In January 1960 two Cliff College evangelists conducted a mission in the Church. It was well attended and many received blessing. The young evangelists also held children's meetings in the schoolroom prior to the services, and after the mission had ended the Sunshine Corner, as it was called, was continued weekly by Miss Edith Stewart, who was later assisted by Miss Margaret Robinson. This work was very fruitful, many of the children professing to yield their lives to the Lord. The Sunshine Corner continued until the summer of 1966.

During 1961 the manse, which had previously been occupied by Miss Baird, was rented to Mr. and Mrs. H. Loane, the front room being retained by the Church for use as a vestry.

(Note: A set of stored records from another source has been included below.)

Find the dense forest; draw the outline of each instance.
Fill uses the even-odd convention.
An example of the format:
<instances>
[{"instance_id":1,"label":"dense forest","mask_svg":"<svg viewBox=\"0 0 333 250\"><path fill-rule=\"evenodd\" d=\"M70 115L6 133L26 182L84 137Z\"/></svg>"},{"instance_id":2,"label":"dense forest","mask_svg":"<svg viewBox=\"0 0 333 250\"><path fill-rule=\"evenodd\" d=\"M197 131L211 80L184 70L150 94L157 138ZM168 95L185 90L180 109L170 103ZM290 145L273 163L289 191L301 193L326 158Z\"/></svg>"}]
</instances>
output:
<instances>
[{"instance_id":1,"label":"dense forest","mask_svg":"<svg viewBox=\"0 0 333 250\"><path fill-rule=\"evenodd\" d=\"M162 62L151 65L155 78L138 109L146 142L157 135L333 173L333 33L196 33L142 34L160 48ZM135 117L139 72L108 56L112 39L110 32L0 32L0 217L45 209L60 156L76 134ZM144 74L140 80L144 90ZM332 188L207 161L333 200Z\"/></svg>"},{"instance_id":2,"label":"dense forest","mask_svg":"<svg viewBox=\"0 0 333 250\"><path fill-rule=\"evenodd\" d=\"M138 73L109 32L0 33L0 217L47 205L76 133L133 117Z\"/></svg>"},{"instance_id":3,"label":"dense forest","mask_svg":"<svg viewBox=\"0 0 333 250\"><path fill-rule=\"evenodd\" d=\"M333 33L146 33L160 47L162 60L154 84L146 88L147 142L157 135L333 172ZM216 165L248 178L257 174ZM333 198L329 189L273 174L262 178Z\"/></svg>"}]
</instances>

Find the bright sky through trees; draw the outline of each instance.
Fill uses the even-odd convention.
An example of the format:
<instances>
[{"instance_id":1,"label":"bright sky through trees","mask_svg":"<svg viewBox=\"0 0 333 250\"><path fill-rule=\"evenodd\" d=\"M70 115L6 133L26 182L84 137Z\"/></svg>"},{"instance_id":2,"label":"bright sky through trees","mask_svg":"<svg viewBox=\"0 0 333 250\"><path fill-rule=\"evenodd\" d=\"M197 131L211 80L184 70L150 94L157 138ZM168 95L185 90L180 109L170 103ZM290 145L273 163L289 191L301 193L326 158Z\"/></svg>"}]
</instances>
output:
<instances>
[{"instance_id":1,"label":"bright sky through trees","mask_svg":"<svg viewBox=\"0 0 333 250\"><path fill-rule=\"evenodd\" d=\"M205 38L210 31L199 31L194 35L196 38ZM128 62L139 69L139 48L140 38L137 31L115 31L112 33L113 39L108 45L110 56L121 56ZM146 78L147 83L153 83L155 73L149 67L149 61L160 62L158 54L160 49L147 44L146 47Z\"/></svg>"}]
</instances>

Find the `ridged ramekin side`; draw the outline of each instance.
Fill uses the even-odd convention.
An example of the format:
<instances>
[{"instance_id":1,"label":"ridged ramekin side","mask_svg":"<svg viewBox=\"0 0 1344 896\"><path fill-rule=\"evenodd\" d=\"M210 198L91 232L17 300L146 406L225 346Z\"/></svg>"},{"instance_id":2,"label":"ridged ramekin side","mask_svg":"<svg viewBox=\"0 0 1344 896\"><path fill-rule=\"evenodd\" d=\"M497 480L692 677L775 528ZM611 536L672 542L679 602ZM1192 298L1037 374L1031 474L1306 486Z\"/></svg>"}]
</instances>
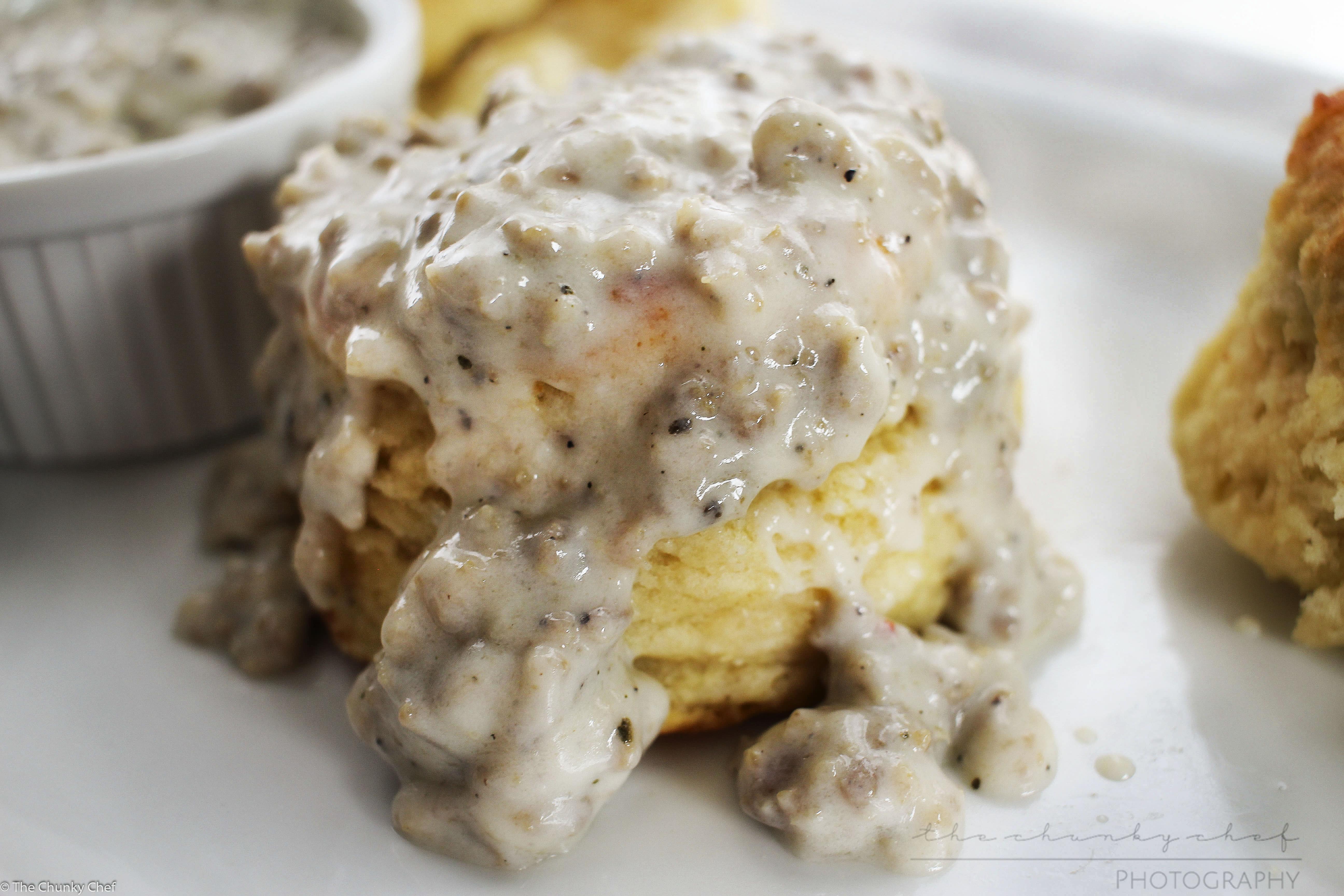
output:
<instances>
[{"instance_id":1,"label":"ridged ramekin side","mask_svg":"<svg viewBox=\"0 0 1344 896\"><path fill-rule=\"evenodd\" d=\"M254 420L270 316L238 247L270 192L0 243L0 462L161 453Z\"/></svg>"}]
</instances>

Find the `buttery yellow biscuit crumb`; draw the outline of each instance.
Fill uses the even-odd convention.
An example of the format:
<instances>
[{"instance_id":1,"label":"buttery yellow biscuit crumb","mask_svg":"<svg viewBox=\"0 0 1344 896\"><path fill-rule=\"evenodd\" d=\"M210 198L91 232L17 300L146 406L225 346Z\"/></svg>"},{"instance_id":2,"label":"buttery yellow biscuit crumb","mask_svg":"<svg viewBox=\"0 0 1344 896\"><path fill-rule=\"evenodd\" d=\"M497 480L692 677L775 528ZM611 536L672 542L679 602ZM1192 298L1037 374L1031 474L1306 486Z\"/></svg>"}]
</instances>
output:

As money was needed in 1962 to augment Church funds, Mrs. D. C. Fullerton of `Orrfield' offered her home for an Afternoon Tea Party, and suggested Saturday, 28th April, as a possible date for the occasion. There was glorious weather on that day. Tea was served in the house, and there were stalls in the garden for the sale of produce. The event was greatly enjoyed and was a financial success.

Some land beside the Church was being offered for sale in 1962, and since it was felt that this would be invaluable for possible future needs, it was purchased. In 1965 a car park was provided, leaving an ample site for the new hall which was to follow.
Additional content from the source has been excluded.